July 15, 2021 to August 20, 2021
Curated by Sarah-Tai Black
Exhibition essay by Erica Violet Lee – Download essay here
Artist talk facilitated by Jas M. Morgan
A loose retrospective of Regina-born artist, writer, and performer Thirza Cuthand’s moving image works, The Rhythm Of This Desire is an online exhibition that sits with the diverse intimacies of the artist’s vast filmography. Spanning two and a half decades, Cuthand’s experimental narratives consider the lived realities and intersections of Indigeneity, queer and Two-Spirit identity, sexuality, and madness with a mindful awareness often borne of the personal. The autobiographical, the fictive, and the performative coalesce in varying intensities throughout their work in a way that gives over space to the necessity of internal subjectivities as well as the urgencies of the oftentimes not-so-external world.
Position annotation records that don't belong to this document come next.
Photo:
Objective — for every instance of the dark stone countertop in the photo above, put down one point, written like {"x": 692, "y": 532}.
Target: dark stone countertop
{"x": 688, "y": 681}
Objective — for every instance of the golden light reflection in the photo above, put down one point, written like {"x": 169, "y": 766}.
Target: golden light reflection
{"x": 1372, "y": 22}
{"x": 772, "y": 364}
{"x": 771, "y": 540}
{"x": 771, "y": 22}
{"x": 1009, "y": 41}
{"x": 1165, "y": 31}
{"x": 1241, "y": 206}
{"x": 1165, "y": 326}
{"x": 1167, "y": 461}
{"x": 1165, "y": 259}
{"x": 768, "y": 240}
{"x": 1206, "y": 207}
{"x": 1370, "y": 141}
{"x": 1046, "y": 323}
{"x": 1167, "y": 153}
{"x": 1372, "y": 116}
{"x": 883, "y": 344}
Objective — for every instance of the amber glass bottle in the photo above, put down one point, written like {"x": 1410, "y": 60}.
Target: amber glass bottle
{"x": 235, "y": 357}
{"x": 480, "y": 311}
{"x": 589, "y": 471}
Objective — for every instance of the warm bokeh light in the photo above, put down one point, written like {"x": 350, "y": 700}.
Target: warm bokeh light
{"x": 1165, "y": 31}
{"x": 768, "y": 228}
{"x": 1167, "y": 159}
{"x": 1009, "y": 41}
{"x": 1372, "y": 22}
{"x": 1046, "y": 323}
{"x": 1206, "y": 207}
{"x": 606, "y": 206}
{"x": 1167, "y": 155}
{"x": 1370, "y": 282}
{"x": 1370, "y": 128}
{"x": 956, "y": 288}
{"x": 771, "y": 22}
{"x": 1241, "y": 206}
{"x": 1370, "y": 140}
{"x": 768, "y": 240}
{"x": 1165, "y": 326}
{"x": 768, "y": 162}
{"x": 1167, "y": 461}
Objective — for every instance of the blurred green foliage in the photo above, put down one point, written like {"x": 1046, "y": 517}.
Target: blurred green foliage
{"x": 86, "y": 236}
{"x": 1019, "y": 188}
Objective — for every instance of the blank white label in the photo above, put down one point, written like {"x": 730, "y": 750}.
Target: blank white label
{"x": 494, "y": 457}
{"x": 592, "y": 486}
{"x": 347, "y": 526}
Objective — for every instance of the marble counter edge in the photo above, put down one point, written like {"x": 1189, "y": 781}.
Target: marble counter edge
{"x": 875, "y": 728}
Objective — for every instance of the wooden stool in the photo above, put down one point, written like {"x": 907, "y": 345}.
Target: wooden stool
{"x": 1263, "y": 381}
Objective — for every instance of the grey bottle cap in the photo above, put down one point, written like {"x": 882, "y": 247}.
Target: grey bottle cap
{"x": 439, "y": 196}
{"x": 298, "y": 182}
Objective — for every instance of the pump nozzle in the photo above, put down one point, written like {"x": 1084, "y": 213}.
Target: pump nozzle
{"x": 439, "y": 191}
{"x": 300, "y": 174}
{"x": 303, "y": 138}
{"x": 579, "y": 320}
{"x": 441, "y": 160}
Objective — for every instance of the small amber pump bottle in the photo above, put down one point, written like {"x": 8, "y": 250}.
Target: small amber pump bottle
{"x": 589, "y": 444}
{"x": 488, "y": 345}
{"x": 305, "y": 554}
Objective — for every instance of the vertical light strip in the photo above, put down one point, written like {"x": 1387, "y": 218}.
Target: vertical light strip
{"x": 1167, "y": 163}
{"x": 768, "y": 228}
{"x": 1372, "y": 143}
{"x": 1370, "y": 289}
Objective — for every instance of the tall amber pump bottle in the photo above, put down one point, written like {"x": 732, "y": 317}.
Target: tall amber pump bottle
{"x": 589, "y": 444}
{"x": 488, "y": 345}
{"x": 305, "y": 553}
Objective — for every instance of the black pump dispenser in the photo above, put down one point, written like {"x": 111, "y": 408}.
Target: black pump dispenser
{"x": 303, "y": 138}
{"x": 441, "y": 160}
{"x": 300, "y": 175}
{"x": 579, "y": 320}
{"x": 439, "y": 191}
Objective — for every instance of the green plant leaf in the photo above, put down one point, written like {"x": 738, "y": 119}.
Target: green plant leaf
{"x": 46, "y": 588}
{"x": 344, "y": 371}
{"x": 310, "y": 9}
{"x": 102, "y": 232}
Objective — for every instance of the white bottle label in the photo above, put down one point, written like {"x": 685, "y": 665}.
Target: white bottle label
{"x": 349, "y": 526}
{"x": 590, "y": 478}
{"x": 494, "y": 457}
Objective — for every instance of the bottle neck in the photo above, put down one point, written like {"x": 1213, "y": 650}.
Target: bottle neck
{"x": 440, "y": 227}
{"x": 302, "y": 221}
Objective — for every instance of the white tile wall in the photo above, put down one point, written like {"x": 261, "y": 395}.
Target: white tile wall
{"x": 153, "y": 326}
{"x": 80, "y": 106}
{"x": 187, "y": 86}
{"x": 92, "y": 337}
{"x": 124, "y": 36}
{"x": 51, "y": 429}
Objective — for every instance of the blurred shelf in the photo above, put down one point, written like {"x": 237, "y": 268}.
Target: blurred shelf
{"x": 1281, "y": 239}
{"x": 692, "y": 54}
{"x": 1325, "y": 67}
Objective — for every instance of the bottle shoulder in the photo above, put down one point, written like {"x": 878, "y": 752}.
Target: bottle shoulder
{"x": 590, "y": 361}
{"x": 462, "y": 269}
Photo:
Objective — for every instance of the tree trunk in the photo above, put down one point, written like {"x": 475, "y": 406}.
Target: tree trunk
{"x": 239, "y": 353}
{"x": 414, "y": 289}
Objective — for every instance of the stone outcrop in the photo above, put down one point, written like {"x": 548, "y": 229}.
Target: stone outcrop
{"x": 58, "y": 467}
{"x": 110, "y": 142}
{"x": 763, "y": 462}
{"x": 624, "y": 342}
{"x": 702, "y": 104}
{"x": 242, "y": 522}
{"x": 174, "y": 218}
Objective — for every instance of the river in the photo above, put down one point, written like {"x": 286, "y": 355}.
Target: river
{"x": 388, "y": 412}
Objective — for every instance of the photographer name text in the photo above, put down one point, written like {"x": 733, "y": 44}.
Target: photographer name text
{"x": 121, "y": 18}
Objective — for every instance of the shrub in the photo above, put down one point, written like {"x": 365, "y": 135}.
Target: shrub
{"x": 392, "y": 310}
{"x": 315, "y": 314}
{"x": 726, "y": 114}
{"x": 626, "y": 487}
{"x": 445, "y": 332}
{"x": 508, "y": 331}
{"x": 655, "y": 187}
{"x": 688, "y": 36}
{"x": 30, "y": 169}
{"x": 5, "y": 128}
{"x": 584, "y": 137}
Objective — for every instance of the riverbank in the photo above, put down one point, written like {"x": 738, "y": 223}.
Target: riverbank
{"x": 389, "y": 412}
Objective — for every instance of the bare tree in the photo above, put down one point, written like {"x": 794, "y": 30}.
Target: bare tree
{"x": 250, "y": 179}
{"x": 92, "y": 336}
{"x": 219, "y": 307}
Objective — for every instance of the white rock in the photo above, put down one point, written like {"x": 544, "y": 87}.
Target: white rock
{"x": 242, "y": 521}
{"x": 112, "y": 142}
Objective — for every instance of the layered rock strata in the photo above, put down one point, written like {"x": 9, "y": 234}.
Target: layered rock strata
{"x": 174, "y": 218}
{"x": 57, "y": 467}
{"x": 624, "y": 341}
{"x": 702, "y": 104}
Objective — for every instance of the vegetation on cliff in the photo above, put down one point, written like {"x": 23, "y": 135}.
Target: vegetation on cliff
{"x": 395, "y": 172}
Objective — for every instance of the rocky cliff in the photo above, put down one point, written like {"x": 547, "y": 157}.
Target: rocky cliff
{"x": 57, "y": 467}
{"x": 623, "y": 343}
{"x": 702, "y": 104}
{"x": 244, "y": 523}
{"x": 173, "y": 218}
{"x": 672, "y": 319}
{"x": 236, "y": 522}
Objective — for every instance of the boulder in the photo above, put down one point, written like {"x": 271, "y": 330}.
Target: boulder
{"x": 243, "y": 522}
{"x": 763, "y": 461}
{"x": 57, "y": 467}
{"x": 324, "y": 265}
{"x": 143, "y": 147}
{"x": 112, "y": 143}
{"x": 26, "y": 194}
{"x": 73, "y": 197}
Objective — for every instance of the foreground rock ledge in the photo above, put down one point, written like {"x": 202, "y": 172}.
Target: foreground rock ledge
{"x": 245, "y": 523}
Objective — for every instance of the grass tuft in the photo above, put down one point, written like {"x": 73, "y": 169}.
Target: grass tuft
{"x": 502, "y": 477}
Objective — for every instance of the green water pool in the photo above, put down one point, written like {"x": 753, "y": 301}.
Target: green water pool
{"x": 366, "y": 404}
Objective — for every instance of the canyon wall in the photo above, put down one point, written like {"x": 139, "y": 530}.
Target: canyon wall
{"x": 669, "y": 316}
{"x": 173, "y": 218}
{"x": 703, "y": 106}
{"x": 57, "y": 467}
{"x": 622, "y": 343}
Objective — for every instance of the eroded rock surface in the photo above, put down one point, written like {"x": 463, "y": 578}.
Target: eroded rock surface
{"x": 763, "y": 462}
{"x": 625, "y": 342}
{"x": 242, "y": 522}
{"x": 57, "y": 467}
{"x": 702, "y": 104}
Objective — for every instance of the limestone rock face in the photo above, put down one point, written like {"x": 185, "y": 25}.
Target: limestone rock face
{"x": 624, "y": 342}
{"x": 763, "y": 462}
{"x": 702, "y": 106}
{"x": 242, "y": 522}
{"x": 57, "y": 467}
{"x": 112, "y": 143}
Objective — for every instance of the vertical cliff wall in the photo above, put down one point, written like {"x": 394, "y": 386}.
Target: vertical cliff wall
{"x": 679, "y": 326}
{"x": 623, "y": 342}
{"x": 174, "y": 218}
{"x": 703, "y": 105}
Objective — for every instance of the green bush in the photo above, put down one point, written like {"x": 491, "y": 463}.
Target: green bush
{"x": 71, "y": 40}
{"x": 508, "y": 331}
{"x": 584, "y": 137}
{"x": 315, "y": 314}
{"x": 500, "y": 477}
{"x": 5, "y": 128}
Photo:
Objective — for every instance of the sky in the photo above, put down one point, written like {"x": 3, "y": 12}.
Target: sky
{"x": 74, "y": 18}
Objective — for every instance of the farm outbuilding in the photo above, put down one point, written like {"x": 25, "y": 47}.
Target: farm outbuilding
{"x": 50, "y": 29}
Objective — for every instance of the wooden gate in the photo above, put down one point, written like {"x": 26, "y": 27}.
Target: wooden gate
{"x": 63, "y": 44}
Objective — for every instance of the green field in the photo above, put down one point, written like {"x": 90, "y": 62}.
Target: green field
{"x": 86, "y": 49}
Alongside three programs of select film and video works, The Rhythm Of This Desire will be accompanied by a live-streamed performance by Cuthand, an exhibition essay authored by poet and scholar Erica Violet Lee, and an artist talk facilitated by writer, curator, and researcher Jas M. Morgan. This exhibition sees the artist’s work staged within their home territory and welcomes discussion centering the relations and collaborative practices distinct to the curation of their work within Treaty 6 Land.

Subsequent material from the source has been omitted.